In reply to gdnknf:
> Not knowing what cam you have, I have made the rash assumption...
I believe you have made a huge number of assumptions, rash and otherwise, in your calculation. (I speak as someone who studied engineering to degree level and, while I am no metallurgist, I know enough to know the limits of my own knowledge, and the knowledge I had at O level.)
If it's the Vickers hardness that you've been using for those alloys then AAUI that's about plastic deformation ie whether the thing will get dented or bent. Who cares if a cam has a dent? What the user needs to know is whether it will be significantly
weakened either structurally or mechanically. I think you'd have to go a lot further in your analysis to be able to determine that. Whether that would actually be worthwhile, given the mass of assumptions that you've had to make to get as far as you did, I'd seriously doubt.
You also seem to have assumed (a) that the cam has landed on a single cam lobe, and (b) that it's the integrity of the cam lobe that matters. I'd suggest that the cam lobes are probably amongst the toughest components in the cam. The stem, axles, return springs etc are equally if not more likely to be vulnerable in an impact to the sort of damage which could render the device unsafe to use.
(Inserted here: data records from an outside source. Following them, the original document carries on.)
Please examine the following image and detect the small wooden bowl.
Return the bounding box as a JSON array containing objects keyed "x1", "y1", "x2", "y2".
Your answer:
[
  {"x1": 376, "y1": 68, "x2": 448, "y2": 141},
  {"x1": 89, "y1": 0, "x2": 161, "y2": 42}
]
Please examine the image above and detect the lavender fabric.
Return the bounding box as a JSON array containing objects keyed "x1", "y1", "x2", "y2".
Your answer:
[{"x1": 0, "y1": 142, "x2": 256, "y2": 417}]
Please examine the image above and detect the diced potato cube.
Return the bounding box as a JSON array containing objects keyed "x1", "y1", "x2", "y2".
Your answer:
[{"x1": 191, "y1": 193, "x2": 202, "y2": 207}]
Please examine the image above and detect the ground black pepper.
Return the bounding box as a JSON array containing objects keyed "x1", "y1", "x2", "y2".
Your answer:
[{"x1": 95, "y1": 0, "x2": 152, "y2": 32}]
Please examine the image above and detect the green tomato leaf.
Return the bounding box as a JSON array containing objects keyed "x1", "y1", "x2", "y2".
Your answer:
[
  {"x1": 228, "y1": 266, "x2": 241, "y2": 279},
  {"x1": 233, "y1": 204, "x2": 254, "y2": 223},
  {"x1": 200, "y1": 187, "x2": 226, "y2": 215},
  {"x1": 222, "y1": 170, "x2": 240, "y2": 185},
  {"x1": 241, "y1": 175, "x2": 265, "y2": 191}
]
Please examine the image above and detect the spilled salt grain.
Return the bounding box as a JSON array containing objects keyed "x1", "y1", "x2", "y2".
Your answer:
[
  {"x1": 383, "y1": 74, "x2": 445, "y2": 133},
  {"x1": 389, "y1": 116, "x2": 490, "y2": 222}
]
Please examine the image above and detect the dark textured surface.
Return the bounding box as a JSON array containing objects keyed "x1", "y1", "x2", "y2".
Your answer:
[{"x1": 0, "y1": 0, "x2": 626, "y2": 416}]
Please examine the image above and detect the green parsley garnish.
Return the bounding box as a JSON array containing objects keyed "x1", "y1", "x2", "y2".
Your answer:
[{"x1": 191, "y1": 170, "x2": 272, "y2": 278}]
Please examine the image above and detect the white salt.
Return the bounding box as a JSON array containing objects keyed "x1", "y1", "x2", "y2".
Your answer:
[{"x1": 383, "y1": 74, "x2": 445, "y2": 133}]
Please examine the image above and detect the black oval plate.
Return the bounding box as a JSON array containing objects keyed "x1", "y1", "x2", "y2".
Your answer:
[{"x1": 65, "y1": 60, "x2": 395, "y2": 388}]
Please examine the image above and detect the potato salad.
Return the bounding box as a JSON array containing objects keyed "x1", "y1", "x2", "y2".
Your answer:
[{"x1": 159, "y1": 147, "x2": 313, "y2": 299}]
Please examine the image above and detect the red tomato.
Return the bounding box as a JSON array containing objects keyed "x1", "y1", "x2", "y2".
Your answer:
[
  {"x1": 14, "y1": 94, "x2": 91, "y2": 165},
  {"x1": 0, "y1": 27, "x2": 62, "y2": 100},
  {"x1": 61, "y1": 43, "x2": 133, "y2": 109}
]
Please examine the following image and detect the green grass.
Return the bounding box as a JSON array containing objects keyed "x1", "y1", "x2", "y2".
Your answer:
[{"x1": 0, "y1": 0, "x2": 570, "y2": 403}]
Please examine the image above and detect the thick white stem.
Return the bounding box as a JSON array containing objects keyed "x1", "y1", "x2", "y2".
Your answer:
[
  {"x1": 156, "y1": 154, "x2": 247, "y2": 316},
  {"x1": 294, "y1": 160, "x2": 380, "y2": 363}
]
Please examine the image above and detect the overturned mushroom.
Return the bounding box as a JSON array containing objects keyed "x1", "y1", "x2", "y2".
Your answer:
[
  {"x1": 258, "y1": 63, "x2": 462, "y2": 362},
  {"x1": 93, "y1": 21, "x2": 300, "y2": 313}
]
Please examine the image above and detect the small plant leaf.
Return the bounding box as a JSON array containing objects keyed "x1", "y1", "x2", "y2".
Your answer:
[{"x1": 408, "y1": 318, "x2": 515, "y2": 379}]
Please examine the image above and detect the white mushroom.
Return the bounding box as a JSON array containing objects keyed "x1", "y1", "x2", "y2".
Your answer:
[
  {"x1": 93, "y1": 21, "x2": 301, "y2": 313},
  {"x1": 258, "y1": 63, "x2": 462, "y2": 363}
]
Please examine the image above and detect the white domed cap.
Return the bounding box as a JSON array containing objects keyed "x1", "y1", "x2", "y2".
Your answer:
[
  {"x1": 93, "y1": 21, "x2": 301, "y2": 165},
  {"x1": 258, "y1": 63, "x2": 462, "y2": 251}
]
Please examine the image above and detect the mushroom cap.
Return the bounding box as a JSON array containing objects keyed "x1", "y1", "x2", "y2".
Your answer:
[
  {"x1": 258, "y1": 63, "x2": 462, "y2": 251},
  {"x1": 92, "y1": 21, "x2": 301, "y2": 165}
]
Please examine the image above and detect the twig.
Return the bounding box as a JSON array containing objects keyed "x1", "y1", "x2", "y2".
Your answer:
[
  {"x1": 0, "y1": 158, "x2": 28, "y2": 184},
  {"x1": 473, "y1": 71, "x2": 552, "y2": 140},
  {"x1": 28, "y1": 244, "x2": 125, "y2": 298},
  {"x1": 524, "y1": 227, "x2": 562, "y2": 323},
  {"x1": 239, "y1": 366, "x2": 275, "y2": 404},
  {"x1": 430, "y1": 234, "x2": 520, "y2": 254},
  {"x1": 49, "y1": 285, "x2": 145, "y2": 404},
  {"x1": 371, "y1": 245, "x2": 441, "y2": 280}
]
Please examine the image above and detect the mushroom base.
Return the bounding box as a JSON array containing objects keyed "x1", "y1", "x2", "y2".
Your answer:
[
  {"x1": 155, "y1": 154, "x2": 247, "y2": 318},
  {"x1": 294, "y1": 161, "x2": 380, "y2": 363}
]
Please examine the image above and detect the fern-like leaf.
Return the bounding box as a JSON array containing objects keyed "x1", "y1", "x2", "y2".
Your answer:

Botom line: IMO your calculations are about as reliable a decision-making guide as elsewhere's dodgy statistical analyses in the bowline thread, and have little if anything to say about whether the cam might be safe to use in future.
I'd go with BenTiffin's advice: the cam's owner should carry out a visual inspection, and check that the mechanical operation of the cam is unimpaired. (As ex0 sas, micro-fractures are a myth and can be ignored as a failure mechanism.) Then it's up to the owner to decide whether, in extremis, they'd be happy to trust their life to it.